NLP Architect integrated the Transformer models available in pytorch-transformers. Using Transformer models based on a pre-trained models usually done by attaching a classification head on the transformer model and fine-tuning the model (transformer and classifier) on the target (down-stream) task.

Base model

TransformerBase is a base class for handling loading, saving, training and inference of transformer models.

The base model support pytorch-transformers configs, tokenizers and base models as documented in their website (see our base-class for supported models).

In order to use the Transformer models just sub-class the base model and include:

  • A classifier (head) for your task.
  • sub-method handling of input to tensors used by model.
  • any sub-method to evaluate the task, do inference, etc.


Available transformer family models in NLP Architect:

Sequence classification Y Y Y Y Y
Token classification Y Y   Y Y

Sequence classification

TransformerSequenceClassifier is a transformer model with sentence classification head (the [CLS] token is used as classification label) for sentence classification tasks (classification/regression).

See nlp_architect.procedures.transformers.glue for an example of training sequence classification models on GLUE benchmark tasks.

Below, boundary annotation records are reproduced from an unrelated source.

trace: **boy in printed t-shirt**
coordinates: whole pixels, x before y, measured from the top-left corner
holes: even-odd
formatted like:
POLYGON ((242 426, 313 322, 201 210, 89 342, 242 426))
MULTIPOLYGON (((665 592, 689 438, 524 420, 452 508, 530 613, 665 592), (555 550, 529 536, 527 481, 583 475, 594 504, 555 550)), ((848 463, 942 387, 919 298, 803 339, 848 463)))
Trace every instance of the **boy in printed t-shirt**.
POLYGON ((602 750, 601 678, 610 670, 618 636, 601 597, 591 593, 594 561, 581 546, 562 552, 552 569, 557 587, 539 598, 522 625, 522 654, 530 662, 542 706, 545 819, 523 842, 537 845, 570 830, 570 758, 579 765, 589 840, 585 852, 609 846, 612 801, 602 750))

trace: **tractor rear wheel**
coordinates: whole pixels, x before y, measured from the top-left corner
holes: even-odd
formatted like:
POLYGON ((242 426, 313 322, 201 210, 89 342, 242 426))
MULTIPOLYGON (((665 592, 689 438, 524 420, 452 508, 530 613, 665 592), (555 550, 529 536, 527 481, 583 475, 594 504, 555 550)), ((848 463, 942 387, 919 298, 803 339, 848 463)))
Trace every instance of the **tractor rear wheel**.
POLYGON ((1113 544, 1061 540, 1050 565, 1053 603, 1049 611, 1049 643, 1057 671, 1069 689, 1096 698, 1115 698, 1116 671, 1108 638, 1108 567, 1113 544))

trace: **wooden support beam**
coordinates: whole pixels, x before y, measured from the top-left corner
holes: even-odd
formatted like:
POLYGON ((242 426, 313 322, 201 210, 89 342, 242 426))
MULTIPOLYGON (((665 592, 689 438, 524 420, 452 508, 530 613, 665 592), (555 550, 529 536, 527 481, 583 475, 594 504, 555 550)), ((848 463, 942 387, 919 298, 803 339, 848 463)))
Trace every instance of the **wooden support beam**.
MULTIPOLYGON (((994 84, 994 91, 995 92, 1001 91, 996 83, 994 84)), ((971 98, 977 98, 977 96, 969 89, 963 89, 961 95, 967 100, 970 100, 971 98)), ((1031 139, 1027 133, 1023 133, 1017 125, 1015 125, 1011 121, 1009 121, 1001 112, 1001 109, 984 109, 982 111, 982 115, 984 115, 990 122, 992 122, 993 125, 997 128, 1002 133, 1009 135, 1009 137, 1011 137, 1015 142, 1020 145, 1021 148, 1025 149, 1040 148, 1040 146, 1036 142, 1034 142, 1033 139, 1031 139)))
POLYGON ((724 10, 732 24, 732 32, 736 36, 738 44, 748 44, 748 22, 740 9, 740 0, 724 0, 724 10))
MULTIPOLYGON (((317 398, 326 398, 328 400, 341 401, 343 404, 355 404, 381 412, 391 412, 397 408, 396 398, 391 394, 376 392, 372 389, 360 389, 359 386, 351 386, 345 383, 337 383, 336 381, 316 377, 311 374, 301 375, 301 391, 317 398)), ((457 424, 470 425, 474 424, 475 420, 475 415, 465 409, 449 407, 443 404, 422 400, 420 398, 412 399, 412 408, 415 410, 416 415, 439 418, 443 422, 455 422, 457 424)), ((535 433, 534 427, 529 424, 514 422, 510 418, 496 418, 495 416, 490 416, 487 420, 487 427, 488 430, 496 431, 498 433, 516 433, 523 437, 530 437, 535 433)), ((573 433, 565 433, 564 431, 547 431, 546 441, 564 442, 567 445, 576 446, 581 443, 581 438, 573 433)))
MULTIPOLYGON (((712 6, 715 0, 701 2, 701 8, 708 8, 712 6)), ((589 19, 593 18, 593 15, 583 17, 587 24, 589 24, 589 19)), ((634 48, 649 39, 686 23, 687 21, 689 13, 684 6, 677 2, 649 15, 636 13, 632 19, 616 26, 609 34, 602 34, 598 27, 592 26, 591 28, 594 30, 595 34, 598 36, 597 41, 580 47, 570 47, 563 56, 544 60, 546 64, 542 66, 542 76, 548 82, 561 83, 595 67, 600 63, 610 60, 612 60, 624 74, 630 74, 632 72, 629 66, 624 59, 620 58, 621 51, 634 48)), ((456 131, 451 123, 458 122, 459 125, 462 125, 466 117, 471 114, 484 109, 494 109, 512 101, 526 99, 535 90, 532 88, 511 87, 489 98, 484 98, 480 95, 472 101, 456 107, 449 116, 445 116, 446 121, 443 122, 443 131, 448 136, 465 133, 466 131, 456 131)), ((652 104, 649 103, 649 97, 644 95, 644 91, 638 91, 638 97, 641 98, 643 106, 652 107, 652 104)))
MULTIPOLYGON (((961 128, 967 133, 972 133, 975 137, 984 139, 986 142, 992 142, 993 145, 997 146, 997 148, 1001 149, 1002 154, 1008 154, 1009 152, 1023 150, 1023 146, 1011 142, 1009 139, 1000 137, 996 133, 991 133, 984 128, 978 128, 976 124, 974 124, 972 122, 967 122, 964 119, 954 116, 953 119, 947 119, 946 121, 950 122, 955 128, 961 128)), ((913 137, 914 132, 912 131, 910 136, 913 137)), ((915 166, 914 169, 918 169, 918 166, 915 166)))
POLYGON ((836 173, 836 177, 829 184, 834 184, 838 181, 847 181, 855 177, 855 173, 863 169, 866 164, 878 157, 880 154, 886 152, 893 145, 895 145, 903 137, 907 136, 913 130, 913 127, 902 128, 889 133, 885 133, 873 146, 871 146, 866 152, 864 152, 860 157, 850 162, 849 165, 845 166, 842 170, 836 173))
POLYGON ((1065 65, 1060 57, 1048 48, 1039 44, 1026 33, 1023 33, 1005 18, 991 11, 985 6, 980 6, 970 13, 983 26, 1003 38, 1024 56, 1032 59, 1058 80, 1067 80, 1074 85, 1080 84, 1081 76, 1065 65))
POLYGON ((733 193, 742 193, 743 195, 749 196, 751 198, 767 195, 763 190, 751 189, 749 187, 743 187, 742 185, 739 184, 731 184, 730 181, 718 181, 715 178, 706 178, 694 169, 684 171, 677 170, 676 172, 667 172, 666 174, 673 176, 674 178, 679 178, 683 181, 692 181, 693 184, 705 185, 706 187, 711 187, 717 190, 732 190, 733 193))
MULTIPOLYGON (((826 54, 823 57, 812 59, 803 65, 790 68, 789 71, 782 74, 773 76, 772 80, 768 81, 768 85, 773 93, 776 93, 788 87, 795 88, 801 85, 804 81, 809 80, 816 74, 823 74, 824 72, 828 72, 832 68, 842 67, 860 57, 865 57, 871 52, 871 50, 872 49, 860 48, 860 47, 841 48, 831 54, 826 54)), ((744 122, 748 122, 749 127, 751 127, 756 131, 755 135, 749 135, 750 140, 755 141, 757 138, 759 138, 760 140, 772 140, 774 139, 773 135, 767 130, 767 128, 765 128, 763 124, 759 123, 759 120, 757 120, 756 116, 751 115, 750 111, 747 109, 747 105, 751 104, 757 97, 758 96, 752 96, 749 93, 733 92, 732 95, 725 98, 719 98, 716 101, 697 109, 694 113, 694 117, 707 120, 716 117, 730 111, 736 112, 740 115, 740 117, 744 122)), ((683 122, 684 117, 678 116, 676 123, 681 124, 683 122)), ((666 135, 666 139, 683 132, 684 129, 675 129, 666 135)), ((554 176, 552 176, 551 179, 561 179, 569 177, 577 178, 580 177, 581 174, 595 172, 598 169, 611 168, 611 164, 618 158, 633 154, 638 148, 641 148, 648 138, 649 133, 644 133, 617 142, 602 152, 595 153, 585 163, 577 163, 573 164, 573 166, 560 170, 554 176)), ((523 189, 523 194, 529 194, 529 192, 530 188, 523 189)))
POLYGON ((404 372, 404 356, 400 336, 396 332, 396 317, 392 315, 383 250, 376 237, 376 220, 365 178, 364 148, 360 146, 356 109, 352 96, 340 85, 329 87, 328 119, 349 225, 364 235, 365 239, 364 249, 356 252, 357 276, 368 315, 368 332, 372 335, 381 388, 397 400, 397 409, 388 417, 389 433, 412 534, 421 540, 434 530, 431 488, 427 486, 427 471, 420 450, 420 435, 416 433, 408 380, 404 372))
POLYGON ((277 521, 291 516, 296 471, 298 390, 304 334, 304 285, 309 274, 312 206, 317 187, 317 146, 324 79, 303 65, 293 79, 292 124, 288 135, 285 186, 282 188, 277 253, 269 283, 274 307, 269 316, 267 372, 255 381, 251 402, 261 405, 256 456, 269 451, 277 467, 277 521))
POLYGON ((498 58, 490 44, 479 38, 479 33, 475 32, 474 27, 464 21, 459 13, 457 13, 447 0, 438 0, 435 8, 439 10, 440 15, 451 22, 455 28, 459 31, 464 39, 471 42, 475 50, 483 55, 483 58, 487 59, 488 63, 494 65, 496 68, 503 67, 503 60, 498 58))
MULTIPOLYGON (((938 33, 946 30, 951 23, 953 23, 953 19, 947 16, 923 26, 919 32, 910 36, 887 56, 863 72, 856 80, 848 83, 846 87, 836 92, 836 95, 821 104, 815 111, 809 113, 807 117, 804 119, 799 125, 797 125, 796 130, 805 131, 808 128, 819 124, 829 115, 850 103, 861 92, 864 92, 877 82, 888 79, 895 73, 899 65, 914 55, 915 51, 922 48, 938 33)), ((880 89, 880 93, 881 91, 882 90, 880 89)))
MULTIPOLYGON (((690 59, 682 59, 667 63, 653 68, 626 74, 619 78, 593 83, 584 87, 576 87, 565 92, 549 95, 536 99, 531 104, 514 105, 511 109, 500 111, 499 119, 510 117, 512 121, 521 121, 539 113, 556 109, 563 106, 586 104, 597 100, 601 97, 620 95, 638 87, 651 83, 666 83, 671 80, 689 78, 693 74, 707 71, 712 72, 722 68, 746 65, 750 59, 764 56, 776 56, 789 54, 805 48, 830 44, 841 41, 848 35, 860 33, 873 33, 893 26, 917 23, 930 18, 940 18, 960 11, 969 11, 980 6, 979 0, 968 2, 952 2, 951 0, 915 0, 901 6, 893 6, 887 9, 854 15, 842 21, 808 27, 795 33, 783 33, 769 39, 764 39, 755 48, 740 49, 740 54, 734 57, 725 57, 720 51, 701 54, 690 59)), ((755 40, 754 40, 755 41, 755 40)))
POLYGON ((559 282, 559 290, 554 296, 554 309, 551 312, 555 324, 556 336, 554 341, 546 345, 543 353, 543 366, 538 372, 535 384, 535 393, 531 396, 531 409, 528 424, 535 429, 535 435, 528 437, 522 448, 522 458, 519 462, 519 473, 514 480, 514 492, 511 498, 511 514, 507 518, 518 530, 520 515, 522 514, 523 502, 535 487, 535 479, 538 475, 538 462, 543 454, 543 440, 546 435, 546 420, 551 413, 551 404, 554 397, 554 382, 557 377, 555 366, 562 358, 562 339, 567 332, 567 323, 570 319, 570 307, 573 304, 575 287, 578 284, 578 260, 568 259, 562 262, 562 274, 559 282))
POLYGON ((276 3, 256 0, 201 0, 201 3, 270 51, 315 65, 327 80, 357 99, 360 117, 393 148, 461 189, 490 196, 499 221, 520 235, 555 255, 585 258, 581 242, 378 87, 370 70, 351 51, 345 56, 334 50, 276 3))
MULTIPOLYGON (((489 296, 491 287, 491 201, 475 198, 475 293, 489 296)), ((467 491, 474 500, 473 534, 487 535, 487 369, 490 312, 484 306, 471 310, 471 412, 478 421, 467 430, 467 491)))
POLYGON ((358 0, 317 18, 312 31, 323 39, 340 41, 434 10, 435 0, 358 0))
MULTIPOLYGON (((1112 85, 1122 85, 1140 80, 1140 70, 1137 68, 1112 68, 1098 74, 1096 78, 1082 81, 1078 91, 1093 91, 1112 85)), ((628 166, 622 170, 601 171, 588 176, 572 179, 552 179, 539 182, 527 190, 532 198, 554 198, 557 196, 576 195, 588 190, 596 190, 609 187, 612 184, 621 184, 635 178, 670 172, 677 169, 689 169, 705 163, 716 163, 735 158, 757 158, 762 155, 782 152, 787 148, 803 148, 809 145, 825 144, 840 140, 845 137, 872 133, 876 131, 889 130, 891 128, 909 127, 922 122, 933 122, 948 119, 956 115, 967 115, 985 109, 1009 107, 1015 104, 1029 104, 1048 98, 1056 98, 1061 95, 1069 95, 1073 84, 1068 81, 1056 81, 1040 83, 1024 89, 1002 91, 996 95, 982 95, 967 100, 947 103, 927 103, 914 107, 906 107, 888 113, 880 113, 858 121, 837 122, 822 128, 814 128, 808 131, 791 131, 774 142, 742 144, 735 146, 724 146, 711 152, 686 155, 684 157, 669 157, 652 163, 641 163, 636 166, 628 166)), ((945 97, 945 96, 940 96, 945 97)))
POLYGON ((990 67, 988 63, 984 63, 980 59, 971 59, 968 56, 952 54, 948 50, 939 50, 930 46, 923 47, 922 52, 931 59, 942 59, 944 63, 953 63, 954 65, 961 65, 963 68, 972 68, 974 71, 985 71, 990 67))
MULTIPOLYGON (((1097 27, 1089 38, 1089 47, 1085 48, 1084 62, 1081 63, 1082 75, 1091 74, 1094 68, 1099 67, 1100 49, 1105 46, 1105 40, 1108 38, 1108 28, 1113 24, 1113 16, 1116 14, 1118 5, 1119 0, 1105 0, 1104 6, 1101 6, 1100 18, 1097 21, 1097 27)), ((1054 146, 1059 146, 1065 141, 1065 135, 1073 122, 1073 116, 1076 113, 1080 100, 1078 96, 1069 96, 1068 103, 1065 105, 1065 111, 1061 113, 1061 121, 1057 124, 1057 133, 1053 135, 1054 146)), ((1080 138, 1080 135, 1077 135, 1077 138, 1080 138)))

Training a model on GLUE tasks, using BERT-base uncased base model:

nlp-train transformer_glue \
    --task_name <task name> \
    --model_name_or_path bert-base-uncased \
    --model_type bert \
    --output_dir <output dir> \
    --evaluate_during_training \
    --data_dir </path/to/glue_task> \

Running a model:

nlp-inference run transformer_glue \
    --model_path <path to model> \
    --task_name <task_name> \
    --model_type bert \
    --output_dir <output dir> \
    --data_dir <path to data> \
    --do_lower_case \

To run evaluation on the task’s development set add the flag --evaluate to the command line.

Token classification

TransformerTokenClassifier is a transformer model for token classification for tasks such as NER, POS or chunking.

See example for usage TransformerTokenClassifier NER model description.